Short-term Loans - Some Residential Mortgages Can Be Modified Under Bankruptcy Code § 132 2
Probate and Property, July/August 2003, Volume 17, Number 4
By Marc A. Ben-Ezra and Asher Perlin
Marc A. Ben-Ezra and Asher Perlin are attorneys with Marc A. Ben-Ezra, P.A., of North Miami Beach, Florida.
Home mortgage lenders have long enjoyed favorable treatment under the Bankruptcy Code. 11 U.S.C. §§ 101-1440 (2000). In a delicate balancing act to protect consumers, Congress excepted home mortgages from the "strip down" provisions of the Code. A recent flurry of cases in the federal courts of appeal, however, has limited this protection in the context of undersecured and wholly secured loans. The advantage that home lenders enjoy under the Code represents a compromise between two competing interests. The first interest was one of the principal motivations behind the 1978 Code: Congress wanted to give debtors a greater opportunity to make a fresh start. In fact, one of the most significant innovations of the Code was that it permitted debtors to modify the claims of secured as well as unsecured creditors. See Grubbs v. Houston First Am. Sav. Ass'n, 730 F.2d 236, 243 (5th Cir. 1984).
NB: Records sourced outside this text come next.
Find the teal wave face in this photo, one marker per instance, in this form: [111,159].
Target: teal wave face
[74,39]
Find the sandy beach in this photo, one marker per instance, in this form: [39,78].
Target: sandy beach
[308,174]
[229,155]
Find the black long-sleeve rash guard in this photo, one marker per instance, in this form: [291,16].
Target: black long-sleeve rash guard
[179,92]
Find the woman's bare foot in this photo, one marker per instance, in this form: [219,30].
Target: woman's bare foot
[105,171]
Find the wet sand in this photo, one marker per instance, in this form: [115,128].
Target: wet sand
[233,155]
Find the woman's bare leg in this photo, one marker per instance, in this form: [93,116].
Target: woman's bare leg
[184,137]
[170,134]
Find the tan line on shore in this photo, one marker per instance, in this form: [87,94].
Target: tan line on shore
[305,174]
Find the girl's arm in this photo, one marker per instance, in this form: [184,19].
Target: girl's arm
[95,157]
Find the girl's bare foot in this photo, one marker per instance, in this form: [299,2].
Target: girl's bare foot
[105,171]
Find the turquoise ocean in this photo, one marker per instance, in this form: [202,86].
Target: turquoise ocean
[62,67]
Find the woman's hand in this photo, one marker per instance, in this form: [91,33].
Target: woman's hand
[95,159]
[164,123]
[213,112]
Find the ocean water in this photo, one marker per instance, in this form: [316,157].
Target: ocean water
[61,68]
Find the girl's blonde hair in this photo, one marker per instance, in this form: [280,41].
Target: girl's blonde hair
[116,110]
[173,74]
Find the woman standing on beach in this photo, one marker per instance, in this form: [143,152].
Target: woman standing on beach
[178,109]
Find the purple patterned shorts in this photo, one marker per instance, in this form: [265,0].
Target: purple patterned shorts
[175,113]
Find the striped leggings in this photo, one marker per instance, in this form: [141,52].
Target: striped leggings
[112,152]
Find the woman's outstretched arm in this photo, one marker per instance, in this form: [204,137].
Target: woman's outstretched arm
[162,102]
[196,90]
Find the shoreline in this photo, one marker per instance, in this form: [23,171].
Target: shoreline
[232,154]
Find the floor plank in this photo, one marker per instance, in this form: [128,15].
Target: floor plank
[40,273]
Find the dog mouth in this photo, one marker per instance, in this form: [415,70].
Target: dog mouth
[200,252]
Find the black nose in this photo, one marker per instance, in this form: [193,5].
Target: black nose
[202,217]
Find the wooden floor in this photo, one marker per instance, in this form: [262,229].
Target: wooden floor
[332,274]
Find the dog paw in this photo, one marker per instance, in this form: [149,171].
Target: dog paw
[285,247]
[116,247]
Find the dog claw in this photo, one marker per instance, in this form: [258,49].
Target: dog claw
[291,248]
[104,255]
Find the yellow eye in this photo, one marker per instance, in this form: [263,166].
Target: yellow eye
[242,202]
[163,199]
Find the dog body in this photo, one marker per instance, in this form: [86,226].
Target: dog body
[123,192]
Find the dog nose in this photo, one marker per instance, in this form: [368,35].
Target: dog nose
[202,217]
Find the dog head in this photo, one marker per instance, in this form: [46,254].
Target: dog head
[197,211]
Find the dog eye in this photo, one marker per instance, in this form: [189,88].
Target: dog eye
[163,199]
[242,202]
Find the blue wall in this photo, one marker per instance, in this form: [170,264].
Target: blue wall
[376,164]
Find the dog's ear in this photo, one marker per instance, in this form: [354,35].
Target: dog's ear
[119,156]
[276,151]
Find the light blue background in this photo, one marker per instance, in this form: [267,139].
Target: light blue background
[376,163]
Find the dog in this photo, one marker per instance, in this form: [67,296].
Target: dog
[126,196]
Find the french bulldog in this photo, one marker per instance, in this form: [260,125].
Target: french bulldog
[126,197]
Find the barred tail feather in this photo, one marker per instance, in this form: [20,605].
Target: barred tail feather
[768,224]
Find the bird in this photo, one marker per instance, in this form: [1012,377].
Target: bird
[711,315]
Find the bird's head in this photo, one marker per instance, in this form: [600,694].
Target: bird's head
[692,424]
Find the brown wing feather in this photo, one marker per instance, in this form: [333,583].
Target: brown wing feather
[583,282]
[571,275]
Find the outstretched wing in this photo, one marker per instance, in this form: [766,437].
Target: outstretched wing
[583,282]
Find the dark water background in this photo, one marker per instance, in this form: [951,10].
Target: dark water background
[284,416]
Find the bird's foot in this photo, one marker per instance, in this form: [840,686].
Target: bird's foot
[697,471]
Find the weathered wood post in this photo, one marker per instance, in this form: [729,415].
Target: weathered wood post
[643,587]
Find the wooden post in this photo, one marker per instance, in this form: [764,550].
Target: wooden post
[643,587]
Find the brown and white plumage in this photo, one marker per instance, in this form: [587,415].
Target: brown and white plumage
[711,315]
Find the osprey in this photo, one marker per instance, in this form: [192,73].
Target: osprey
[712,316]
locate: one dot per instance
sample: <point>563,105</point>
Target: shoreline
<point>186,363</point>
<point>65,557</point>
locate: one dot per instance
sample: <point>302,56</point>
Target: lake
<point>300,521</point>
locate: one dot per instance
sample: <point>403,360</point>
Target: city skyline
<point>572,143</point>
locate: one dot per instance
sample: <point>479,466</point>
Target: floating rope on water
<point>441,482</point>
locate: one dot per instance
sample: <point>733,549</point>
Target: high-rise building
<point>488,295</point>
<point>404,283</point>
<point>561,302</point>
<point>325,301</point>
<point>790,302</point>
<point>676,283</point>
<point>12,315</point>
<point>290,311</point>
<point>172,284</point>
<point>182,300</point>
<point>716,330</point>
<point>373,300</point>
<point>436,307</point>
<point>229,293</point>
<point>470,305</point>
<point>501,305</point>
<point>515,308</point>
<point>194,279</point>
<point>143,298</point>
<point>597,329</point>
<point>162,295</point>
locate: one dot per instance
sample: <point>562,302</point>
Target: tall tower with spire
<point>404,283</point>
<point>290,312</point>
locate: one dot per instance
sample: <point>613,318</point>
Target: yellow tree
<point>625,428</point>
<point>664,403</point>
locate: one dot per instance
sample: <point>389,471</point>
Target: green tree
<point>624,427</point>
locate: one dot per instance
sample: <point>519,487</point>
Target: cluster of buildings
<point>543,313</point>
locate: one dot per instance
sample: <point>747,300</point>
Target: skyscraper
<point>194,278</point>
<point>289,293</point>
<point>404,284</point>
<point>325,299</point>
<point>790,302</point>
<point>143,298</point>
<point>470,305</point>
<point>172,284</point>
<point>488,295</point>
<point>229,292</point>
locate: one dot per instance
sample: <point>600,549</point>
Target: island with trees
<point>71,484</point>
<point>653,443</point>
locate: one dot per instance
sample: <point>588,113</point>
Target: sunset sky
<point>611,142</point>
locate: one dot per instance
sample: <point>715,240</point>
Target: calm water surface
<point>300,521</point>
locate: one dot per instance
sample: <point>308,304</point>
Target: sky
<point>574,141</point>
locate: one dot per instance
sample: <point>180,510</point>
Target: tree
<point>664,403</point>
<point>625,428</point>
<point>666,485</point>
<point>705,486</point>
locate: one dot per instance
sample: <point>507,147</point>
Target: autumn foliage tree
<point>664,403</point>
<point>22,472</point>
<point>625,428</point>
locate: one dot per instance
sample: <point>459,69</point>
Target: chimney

This change was significant because modification of debts, commonly referred to as "strip-down," often strips the value of the debt to such an extent that creditors end up collecting mere pennies on the dollar. Nonetheless, the hope was that if debtors could emerge from bankruptcy with a chance to reestablish themselves and their credit ratings, they would have a greater incentive to repay their creditors.